The woman—no, it was Queen Faina (even with the cruel twist to her face, Angelique recognized her from the portraits)—didn’t seem very pleased with the unstable gateway, either. She scowled at it and reluctantly stepped through, disappearing from sight.

Instead of disassembling like one of Evariste’s usual gateways, this one folded in on itself, shrinking each time it folded.

Angelique lunged, trying to even graze the magic with her fingertips, but it snuffed out just before she reached it.

Hissing, Angelique swung around just in time to see Snow White’s blue eyes flutter shut.

“Snow White!” Angelique crouched at the princess’s side, the knot of fear that churned in her stomach decreasing a tiny bit when she saw the princess’ chest still rose and fell as she breathed.

Angelique used the white rapids of her freed magic to form a brute-ish healing spell that packed enough power to light the princess up and pushed it into her.

The spell surged through Snow White, searching for something to fix.

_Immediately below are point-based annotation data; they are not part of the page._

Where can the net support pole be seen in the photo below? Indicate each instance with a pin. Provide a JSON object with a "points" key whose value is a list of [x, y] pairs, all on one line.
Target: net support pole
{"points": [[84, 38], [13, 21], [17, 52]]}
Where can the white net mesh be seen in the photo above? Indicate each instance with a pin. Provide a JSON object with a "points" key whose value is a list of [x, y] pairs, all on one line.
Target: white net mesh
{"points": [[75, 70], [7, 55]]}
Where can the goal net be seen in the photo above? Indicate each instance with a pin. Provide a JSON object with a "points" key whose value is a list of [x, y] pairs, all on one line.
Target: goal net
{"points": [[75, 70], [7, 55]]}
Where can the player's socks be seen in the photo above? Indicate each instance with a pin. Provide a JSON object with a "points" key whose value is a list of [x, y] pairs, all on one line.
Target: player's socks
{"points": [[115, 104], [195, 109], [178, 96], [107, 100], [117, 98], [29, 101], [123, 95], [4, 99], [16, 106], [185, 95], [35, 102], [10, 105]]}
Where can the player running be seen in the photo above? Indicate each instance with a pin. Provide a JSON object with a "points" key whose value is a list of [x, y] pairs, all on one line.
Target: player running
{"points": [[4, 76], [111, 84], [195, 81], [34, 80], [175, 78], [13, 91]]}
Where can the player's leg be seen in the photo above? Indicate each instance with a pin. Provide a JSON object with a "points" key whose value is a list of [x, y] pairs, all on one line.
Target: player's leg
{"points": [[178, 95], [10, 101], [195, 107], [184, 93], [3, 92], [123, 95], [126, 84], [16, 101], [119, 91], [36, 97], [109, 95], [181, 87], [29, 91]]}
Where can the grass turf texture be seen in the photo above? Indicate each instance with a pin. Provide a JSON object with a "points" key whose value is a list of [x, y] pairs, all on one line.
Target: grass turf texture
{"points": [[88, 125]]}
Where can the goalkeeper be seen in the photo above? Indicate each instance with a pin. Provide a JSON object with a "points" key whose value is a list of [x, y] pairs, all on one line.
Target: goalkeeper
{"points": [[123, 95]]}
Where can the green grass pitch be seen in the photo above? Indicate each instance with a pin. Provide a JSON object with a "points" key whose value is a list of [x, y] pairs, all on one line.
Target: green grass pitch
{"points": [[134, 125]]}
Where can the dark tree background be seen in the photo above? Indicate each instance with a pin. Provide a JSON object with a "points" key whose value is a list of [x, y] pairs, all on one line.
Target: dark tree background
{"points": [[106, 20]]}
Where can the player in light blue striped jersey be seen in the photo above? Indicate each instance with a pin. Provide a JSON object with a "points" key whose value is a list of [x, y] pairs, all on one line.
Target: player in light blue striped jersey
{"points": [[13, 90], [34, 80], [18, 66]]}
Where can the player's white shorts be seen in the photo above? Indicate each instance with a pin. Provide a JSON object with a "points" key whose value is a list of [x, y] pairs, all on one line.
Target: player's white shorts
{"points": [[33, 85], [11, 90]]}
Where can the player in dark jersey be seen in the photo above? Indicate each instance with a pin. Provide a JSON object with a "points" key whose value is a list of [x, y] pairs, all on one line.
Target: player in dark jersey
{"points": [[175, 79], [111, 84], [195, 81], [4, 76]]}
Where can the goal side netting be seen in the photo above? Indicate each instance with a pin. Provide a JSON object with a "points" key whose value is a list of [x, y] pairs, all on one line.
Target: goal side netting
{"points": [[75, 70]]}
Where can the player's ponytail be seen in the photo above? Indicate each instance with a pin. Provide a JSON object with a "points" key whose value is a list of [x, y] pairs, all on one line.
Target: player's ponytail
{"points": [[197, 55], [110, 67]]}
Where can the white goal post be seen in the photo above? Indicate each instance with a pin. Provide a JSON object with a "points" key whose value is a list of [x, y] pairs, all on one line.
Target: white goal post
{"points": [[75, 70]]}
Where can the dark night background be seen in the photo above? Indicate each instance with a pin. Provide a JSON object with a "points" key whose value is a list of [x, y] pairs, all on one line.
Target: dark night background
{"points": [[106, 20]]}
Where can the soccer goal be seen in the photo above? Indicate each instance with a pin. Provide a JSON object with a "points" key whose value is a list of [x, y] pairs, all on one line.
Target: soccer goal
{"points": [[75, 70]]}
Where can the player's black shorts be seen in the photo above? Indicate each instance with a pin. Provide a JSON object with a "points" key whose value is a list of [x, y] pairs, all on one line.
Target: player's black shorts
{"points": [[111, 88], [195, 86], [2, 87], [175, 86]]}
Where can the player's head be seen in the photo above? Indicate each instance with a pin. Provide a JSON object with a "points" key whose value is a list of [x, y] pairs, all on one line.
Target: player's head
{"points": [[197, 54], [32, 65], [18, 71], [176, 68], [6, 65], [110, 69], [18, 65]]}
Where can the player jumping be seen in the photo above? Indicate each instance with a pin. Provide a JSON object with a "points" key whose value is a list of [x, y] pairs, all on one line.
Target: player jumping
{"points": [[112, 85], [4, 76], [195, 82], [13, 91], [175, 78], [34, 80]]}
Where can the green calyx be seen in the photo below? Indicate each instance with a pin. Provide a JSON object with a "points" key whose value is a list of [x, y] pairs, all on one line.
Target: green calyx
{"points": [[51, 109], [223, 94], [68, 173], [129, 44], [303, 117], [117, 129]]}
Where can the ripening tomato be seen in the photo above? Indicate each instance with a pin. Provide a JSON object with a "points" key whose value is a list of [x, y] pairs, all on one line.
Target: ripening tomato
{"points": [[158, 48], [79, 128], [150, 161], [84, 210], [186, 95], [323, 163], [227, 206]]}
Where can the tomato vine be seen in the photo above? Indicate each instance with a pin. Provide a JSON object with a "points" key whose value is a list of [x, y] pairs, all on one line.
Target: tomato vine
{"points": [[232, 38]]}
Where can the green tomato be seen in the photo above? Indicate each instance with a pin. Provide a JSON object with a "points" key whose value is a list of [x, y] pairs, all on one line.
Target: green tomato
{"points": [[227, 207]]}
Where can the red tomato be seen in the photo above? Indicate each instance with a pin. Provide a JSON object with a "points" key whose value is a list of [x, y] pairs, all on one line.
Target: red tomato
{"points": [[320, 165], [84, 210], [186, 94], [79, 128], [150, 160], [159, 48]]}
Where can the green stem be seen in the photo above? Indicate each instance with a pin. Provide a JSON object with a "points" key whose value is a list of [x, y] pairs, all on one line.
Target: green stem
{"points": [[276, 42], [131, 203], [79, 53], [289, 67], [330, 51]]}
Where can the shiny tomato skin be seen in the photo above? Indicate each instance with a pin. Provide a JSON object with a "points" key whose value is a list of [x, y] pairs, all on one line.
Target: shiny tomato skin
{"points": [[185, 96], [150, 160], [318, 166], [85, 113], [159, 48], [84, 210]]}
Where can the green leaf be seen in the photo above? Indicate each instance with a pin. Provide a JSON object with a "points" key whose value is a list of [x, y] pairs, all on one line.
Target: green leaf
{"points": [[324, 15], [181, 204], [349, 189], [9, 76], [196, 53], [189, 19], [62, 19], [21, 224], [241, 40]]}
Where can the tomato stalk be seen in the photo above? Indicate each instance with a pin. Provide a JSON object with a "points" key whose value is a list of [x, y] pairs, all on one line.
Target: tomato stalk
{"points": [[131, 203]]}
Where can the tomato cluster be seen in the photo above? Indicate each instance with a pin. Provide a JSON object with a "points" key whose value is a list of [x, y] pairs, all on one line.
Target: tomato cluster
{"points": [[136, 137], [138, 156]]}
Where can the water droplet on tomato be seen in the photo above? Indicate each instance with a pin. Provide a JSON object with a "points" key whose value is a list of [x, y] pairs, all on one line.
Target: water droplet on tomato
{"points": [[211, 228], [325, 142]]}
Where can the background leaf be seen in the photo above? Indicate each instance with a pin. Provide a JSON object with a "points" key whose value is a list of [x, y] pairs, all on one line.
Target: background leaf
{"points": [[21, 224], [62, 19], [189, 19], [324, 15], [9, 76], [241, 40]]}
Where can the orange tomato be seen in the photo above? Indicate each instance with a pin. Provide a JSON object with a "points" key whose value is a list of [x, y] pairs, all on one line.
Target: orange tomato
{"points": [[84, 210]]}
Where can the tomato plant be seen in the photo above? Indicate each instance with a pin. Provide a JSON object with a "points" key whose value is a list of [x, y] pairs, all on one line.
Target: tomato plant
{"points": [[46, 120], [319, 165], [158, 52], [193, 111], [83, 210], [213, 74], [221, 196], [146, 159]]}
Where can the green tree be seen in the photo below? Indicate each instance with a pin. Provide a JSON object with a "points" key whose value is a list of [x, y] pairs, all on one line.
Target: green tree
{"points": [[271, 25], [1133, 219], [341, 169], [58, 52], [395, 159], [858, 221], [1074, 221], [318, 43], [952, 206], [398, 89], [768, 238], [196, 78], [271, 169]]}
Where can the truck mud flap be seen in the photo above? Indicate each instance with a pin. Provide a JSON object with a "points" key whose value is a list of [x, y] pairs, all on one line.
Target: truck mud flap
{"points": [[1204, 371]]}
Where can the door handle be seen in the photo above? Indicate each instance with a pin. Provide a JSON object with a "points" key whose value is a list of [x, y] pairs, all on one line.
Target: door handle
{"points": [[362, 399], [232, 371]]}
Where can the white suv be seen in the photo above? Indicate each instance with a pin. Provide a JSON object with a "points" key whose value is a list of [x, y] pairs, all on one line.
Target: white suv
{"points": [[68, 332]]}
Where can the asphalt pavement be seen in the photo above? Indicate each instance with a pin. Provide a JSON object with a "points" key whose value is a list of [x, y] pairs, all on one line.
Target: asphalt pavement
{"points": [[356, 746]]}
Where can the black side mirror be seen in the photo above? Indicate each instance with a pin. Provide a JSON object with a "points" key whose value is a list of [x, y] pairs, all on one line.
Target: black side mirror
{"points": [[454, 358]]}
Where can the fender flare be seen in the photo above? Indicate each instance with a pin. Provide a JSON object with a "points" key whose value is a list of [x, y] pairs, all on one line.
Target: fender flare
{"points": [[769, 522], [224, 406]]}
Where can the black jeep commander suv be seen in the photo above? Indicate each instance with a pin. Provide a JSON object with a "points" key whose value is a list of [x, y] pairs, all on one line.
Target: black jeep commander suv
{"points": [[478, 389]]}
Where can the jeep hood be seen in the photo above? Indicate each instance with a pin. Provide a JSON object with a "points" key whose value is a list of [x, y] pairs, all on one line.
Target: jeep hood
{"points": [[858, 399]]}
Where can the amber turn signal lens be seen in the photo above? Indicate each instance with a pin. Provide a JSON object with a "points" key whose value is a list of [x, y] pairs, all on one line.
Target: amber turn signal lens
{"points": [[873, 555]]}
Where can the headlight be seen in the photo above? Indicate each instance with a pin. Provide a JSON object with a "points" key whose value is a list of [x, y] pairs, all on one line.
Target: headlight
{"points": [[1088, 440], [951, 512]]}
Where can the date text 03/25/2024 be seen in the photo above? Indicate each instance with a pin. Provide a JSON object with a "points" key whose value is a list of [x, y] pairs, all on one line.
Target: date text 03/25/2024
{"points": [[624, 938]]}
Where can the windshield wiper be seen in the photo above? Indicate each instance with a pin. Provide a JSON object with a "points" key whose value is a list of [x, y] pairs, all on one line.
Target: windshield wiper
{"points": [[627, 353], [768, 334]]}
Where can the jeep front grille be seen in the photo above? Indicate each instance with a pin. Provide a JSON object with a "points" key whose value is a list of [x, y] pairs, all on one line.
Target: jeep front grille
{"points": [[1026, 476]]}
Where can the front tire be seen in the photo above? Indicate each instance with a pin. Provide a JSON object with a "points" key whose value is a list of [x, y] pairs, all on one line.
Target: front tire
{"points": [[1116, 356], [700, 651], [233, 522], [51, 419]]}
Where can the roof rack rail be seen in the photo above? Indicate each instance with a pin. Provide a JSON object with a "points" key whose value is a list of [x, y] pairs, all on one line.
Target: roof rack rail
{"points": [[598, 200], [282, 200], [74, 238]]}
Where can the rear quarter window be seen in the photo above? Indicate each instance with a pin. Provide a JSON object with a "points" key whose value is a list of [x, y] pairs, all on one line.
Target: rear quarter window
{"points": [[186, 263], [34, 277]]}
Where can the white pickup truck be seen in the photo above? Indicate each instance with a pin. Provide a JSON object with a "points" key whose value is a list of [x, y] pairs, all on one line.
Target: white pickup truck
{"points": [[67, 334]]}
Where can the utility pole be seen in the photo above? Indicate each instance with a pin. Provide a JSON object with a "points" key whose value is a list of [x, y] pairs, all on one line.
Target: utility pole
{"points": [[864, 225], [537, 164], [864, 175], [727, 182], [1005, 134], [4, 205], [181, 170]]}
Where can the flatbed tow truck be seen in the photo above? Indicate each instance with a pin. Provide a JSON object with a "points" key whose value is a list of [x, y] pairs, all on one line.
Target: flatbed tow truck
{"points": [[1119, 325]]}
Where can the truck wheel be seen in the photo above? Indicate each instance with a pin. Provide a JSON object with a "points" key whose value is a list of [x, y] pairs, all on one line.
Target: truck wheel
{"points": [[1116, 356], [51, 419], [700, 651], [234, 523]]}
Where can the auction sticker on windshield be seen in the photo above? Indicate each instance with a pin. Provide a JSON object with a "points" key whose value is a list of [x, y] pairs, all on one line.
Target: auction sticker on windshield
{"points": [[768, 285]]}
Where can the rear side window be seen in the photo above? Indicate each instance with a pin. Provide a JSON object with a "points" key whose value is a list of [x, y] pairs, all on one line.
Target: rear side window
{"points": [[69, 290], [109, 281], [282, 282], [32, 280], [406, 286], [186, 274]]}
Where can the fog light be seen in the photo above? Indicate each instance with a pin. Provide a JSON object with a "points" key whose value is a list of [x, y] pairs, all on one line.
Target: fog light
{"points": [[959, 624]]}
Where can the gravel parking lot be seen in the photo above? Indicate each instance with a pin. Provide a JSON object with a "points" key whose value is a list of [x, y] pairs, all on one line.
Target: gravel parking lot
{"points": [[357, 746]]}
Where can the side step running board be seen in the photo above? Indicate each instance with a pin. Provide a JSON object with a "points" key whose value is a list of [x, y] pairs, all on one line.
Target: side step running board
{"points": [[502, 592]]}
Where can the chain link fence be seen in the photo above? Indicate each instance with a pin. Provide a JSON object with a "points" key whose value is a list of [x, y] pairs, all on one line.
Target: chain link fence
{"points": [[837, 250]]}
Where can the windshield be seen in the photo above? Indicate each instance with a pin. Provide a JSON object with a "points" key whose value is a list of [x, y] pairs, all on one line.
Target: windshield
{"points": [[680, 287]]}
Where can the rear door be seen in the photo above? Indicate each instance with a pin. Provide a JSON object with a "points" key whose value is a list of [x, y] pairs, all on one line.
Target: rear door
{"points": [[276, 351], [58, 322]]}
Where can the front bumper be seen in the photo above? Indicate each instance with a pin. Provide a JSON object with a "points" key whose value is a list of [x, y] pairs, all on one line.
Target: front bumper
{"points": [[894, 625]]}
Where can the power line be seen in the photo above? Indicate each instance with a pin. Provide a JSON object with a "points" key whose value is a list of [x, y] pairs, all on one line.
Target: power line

It mended a few budding bruises she had from falling to the ground, but apart from that, there was nothing.

That’s impossible. Why, then, isn’t she awake?

A spell made of steely gray symbols Angelique didn’t recognize twirled around Snow White’s throat. It was likely a spell cast by the black mage working through Faina. The symbols weren’t anything like the language of magic—they were sharp and foreign. But the spell didn’t seem to be doing anything.

Behind Angelique, something thrashed in the woods. She tensed—had Queen Faina come back with the black mage responsible for this? But then her magic pinpointed the quiver with the arrows that was drawing closer in tandem with the thrashing.

Marzell.

Angelique ignored the incoming warrior and anxiously peered at Snow White, doing her best to find whatever was wrong with the princess.

She didn’t see any wounds, and her magic couldn’t sense anything—but she hadn’t sensed Queen Faina’s arrival, either, which was terrifying for a number of reasons.

She tried tugging at the spell, trying to get a better sense for it, but whenever she touched it, the cold, dark powers that had attacked her with the constructs shot through her body.

Why is nothing working? This has to be dark magic, but what can I do to counter it? Why doesn’t it look like anything I’ve seen before?